Parentification is a not well-known phenomenon where there is a reversal of the parent-child roles. It often happens in families with multiple children, and it may occur after a divorce when a newly single parent struggles to adjust to the new situation or a parent remarries, introducing new step- or half-children to the existing family dynamic.
Because it forces children to take on responsibilities they may not be old or mature enough to assume, it can have serious long-term effects.
What is parentification?
It is normal for children to contribute to the household by performing chores or occasionally babysitting. Parentification goes beyond that, forcing children to step into the role typically associated with a parent. This can include caretaking, emotional support and even financial contributions. The children, in essence, become surrogate parents to their own siblings or even to their actual parents.
Physically, they may find themselves responsible for all household tasks. They may also fulfill the primary child-rearer role for younger siblings, preparing them for school, helping them with school activities and homework and caring for them to the exclusion of their own lives. Emotionally, they may become dumping grounds where parents pour out adult troubles when the parents should be taking care of them.
What are the consequences of parentification?
One of the primary consequences of parentification is the loss of a normal childhood. Parentified children lose the opportunity to experience normal activities (socializing, participating in extracurriculars, going on friend or school trips, etc.) and carefree moments that define early years. Because they may carry the weight of adult problems and feel overwhelmed by the constant need to provide support to others, they may develop anxiety, depression or a sense of inadequacy.
As parentified children grow into adulthood, the consequences of parentification can extend into their personal relationships. They may find it challenging to establish healthy boundaries or develop a sense of self separate from their caregiving role. The parents and younger siblings may also develop an unhealthy dependency on the parentified children.

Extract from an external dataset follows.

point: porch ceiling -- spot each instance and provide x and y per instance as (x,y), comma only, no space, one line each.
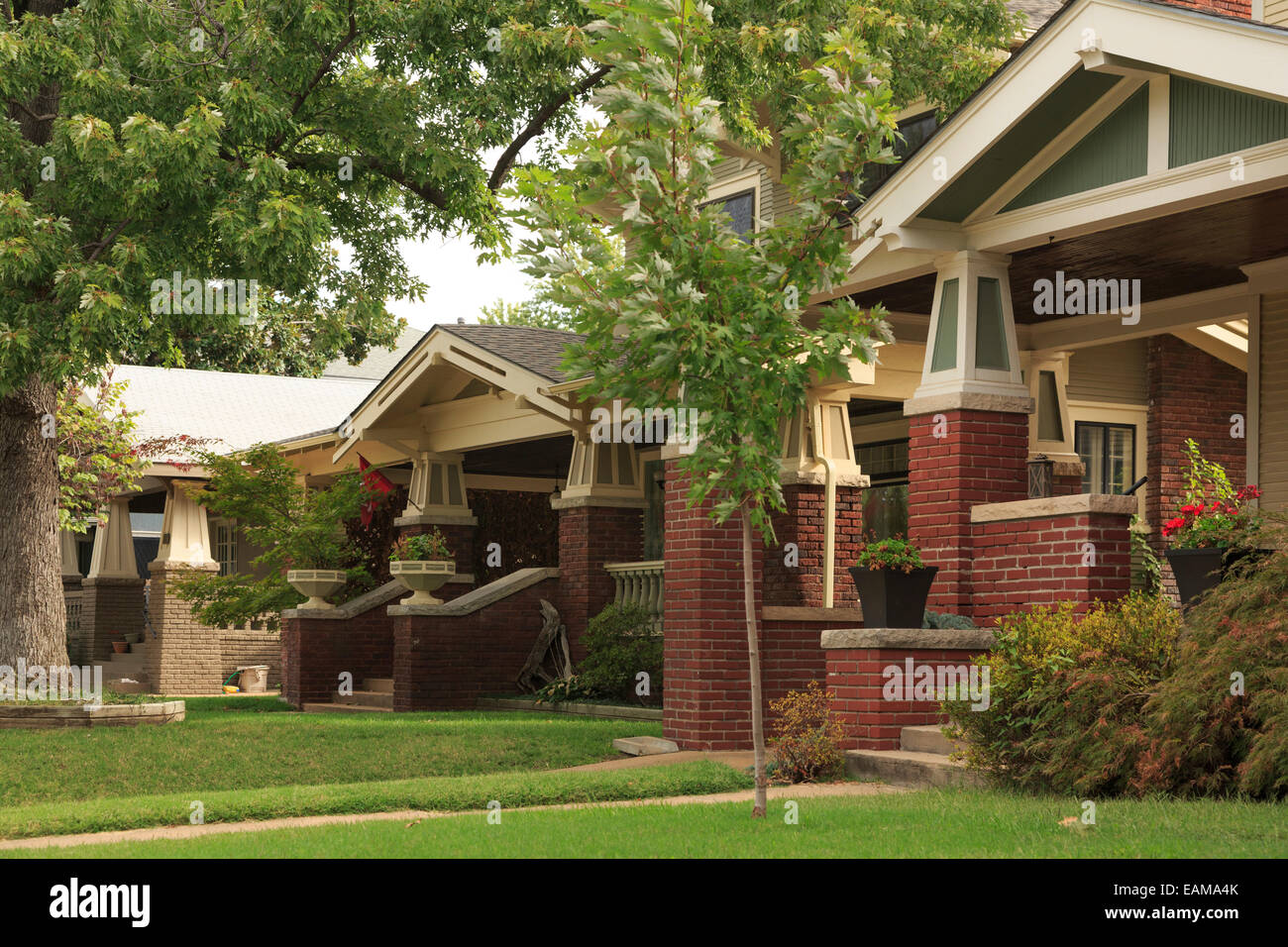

Distinguishing parentification from regular family contributions can be difficult, in part due to the attitude that children should contribute. Newport Academy states that it often goes unrecognized or overlooked. Parents who suspect that their children are objects of parentification at their other parent’s home may need to investigate. They may even need to pursue a custody change. Parentification itself may not be grounds for a modification, but if it creates an unhealthy mental environment, judges may alter the agreement.